LangChain ran open-weight models through its Deep Agents evaluations and found something that would've seemed unlikely a year ago: GLM-5 and MiniMax M2.7 match closed frontier models on the core tasks that matter for agents. File operations, tool use and instruction following. The stuff that determines whether an agent actually works in production.

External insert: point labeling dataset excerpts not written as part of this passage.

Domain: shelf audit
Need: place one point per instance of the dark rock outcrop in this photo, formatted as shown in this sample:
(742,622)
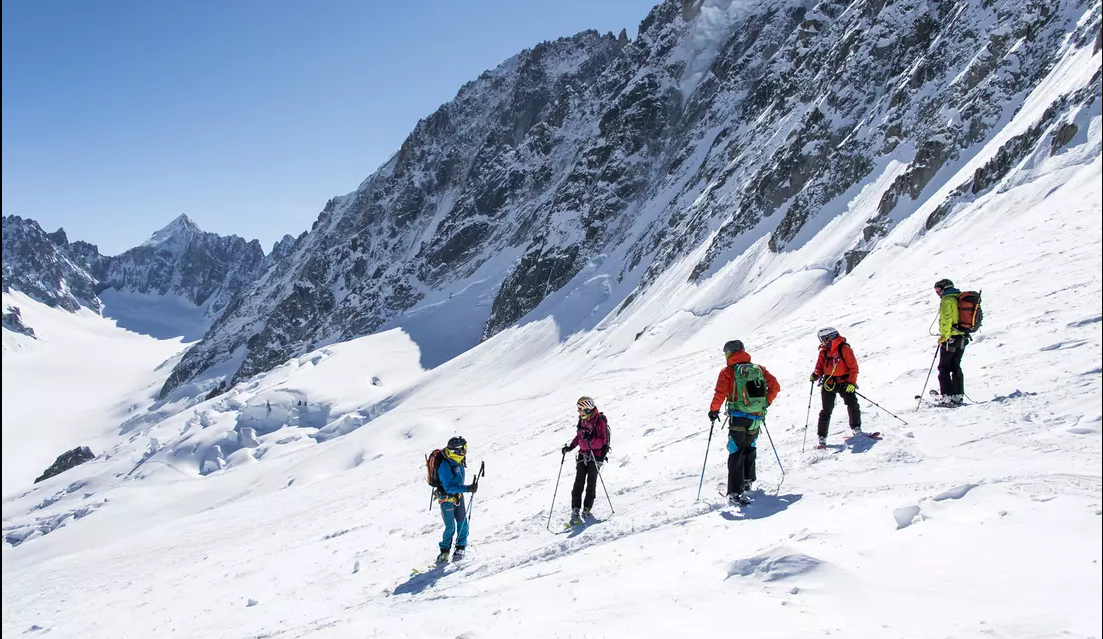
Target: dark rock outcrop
(598,155)
(13,321)
(67,460)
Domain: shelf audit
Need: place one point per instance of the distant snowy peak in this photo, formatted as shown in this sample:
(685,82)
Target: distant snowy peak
(571,178)
(177,233)
(181,259)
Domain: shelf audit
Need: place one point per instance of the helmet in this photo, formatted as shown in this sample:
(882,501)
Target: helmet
(457,449)
(732,347)
(458,445)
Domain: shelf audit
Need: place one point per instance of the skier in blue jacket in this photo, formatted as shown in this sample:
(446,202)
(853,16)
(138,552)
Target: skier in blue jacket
(450,494)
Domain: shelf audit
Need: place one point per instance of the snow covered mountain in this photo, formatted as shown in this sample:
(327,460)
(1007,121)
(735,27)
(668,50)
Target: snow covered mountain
(204,268)
(199,269)
(47,267)
(293,503)
(566,181)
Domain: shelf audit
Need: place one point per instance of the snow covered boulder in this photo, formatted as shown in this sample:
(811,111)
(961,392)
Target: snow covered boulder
(247,437)
(66,460)
(13,321)
(213,461)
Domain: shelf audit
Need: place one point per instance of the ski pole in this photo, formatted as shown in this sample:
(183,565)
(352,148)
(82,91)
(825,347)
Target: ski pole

The cost difference is stark. An application pushing 10 million tokens daily runs about $250 on Claude Opus 4.6 versus $12 on MiniMax M2.7. That's $87,000 a year. And the open models aren't just cheaper. They're faster. GLM-5 averaged 0.65 seconds latency at 70 tokens per second on Baseten, compared to 2.56 seconds at 34 tokens per second for Claude Opus 4.6. For interactive products, that gap matters.
The evaluation covered seven categories: file operations, tool use, retrieval, conversation, memory, summarization, and unit tests. GLM-5 hit 64% correctness, MiniMax M2.7 hit 57%. Claude Opus 4.6 scored 68%. Close enough that the economics start to look very different. Both open models excel at file operations and tool use, though they lag on conversation. GLM-5, developed by Zhipu AI out of Tsinghua University, even beat the frontier models on solve rate, a combined accuracy-speed metric.
This doesn't mean open models have won. The closed models still edge ahead on raw correctness, and conversation remains a weak point. But for teams building agents that need to call tools, manipulate files, and follow instructions, the open options are now genuinely competitive. You can swap to GLM-5 or MiniMax M2.7 with a single line of code in LangChain's Deep Agents SDK.